To be more specific, a major difference between Fantom and Kotlin is that Kotlin supports not just user defined generics, but reified ones. That's a pretty big innovation right there. Whether it's the right choice remains to be seen (I think erasure has a lot of good arguments going for it, and reified generics come with significant drawbacks while solving very few real world situations that I'm aware of).
There's also the fact that Kotlin should obviously have top notch IDE support (or at least, IDEA support, I'm hopeful for Eclipse as well).
The best way for you to take away one of Kotlin's main selling points would be to start working right now on a killer Fantom Eclipse plug-in :-)
rfeldman Wed 20 Jul 2011
Last time I used it (been a few months), tcolar's FantomIDE was solid...although with only one developer working on it in his spare time, it's not exactly going to be rocketing along in the new features department. :)
florin Wed 20 Jul 2011
Fantom is on my watch list and visit the forum for updates almost daily. I loved it as soon as I saw it months ago yet could not jump in due to the lack of support in IDEA. IDEA has awesome support for Java, Groovy and JavaScript. I just cannot have two IDE's running side by side so I concluded I'd wait on Fantom.

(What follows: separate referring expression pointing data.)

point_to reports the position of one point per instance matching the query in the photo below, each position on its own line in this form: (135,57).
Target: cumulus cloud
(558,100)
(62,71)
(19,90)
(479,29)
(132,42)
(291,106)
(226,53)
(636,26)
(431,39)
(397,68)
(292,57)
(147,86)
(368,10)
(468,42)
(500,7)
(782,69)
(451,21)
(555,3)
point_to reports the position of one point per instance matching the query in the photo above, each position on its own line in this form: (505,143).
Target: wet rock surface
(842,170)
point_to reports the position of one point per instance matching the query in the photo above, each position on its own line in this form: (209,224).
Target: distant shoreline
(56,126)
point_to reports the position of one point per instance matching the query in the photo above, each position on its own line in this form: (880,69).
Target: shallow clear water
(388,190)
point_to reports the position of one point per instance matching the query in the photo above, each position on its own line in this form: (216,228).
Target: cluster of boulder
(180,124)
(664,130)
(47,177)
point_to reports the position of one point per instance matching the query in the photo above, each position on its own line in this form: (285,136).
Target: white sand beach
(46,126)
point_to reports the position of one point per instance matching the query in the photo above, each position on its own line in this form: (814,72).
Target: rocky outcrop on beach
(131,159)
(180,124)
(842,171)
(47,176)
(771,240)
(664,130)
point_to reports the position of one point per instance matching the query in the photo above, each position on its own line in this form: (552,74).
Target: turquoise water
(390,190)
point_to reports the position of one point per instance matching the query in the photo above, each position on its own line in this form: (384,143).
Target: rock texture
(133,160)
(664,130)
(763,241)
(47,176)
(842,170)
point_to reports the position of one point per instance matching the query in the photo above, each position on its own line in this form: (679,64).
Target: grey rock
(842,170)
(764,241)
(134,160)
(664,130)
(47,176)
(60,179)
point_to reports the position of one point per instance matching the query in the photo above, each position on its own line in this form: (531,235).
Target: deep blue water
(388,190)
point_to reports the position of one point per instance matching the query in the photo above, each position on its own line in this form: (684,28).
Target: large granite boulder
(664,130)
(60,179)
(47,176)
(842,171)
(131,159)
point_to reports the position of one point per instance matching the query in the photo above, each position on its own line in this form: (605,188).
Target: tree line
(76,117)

Type navigation, refactoring and quick API lookup are aids hard to put aside.
tcolar Wed 20 Jul 2011
I so wish all IDE's had some sort of common plugin infrastructure ... unfortunately 3 plugins for NB, Eclipse and IntelliJ are pretty much three different projects and 3 completely different platforms to learn which is very time consuming.
go4 Thu 21 Jul 2011
IMO, Fantom have too many no-core APIs in sys pod. It's a little heavy to evolve.
Saxo Wed 14 Nov 2012
>I believe Fantom is unique in our approach of type systems: we allow things which >might work to be caught at runtime versus compile time.
Objective-C also follows this philosophy. I agree that the felxibility is nice.